Je pense que nous ne sommes toujours pas arrivés à la phase de non-retour. Il peut y avoir des solutions à la crise. Le cessez-le-feu signé en 2014 par les mouvements de l’Azawad et le gouvernement malien a été pratiquement rompu à partir du moment où le gouvernement a pris la position de la CMA dans la région de Ber, juste après le retrait de la Minusma. Il faut rappeler qu’à la déclaration du cessez-le feu, la CMA avait sous son contrôle de nombreuses positions au nord du pays.
– Qu’en est-il des tractations engagées par les médiateurs dépêchés à Bamako ?
Pour le moment, les tractations sont au point mort. Les contacts directs entre les belligérants ont cessé depuis quelques mois.
– Dans sa déclaration, le porte-parole de la CMA a confirmé la défection de certains membres de la coordination aux groupes terroristes et mis en garde contre un ralliement de groupes de rebelles à ces mêmes organisations «djihadistes». Comment expliquer de telles situations ?
Nous n’avons pas eu écho de cette information. Mais ce dont nous sommes sûrs, c’est qu’il y a un désengagement ou un manque de rigueur des garants de l’accord signé entre les parties. Chose qui pourrait pousser beaucoup de jeunes à vouloir reprendre les hostilités, peut-être même aux côtés des terroristes. Ceux qui le feront seront en situation de désobéissance à l’égard de leurs chefs et de la CMA.
– La ville de Tombouctou a été assiégée par des groupes islamistes armés, alors qu’Iyad Ag Ghali, chef terroriste refait surface et promet le pire. Qu’en pensez-vous ?
Cette situation s’explique par le fait que les terroristes contrôlaient déjà et depuis des années presque toute la région. Certainement que le pire est déjà créé autour de cette ville où il va multiplier ses actions en mettant à profit l’affaiblissement de forces de l’armée positionnées à l’intérieur de Tombouctou et un éventuel soulèvement de la population contre elles.
– Mais la ville de Tombouctou est connue comme étant un terrain de prédilection des combattants de la CMA. Comment les groupes djihadistes ont-ils pu prendre son contrôle ?
La CMA ne contrôle pas uniquement Tombouctou, mais toutes les grandes villes, appelées par certains, régions du Nord. A la date de la signature de l’Accord d’Alger, il n’y avait presque aucun sympathisant des groupes terroristes dans ces zones. Cet accord constituait un espoir pout tout le monde. Les groupes terroristes n’ont signé aucun accord avec le gouvernement, pourtant, ils se sont déployés dans la région. Maintenant, ils sont en train d’occuper les meilleures positions.

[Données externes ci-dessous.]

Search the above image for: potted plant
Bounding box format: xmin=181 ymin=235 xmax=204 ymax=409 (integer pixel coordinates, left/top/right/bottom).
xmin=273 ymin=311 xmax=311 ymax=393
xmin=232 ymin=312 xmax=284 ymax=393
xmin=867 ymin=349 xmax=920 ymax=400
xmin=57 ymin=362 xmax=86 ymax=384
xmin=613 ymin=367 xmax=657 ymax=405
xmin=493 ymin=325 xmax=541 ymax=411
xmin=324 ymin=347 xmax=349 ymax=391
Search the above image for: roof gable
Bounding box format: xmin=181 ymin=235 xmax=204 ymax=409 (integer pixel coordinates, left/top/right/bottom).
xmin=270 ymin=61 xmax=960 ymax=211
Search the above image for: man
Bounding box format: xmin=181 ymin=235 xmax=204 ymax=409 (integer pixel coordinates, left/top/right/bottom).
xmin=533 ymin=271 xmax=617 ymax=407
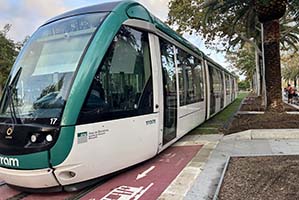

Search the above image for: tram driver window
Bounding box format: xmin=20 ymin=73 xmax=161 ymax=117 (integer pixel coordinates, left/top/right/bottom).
xmin=81 ymin=26 xmax=153 ymax=121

– N’est-ce pas une menace sérieuse sur l’Accord d’Alger ?
Effectivement, cet accord est sérieusement menacé depuis le coup d’Etat.
– Justement, depuis le coup d’Etat, de nombreuses voix s’élèvent de part et d’autres des belligérants contre l’Accord d’Alger alors que, de l’avis des experts, il reste la voie la plus propice à l’instauration de la paix dans la région de l’Azawad. A votre avis, pourquoi de telles positions et quel avenir a encore cet accord ?
Certes, beaucoup de voix de personnes ou entités ayant des agendas cachés se sont soulevées contre l’Accord d’Alger et son application. Je pense que c’est juste une stratégie bien élaborée qui profiterait à plusieurs acteurs inconnus. Pour la junte militaire, c’est une application intelligente de l’accord qui est évoquée. L’avenir reste incertain.
– Avec la prolifération des groupes terroristes, de bandits de routes, de trafiquants, l’avenir est aussi incertain. Est-ce le scénario du pire ?
Dans l’immédiat, nous voyons un Nord sous contrôle des groupes terroristes séparé du Sud.
– Si c’est le cas, c’est la scission qui est visée. Comment éviter une telle situation ?
Pour éviter le pire pour tout le pays, il faut appliquer dès aujourd’hui le contenu de l’Accord d’Alger. De nombreux groupes armés, qui activent dans la région du Nord, peuvent dès demain, profiter de la situation de vide engendrée en raison du retrait des troupes de la Minusma, pour prendre le contrôle des villages et même des villes.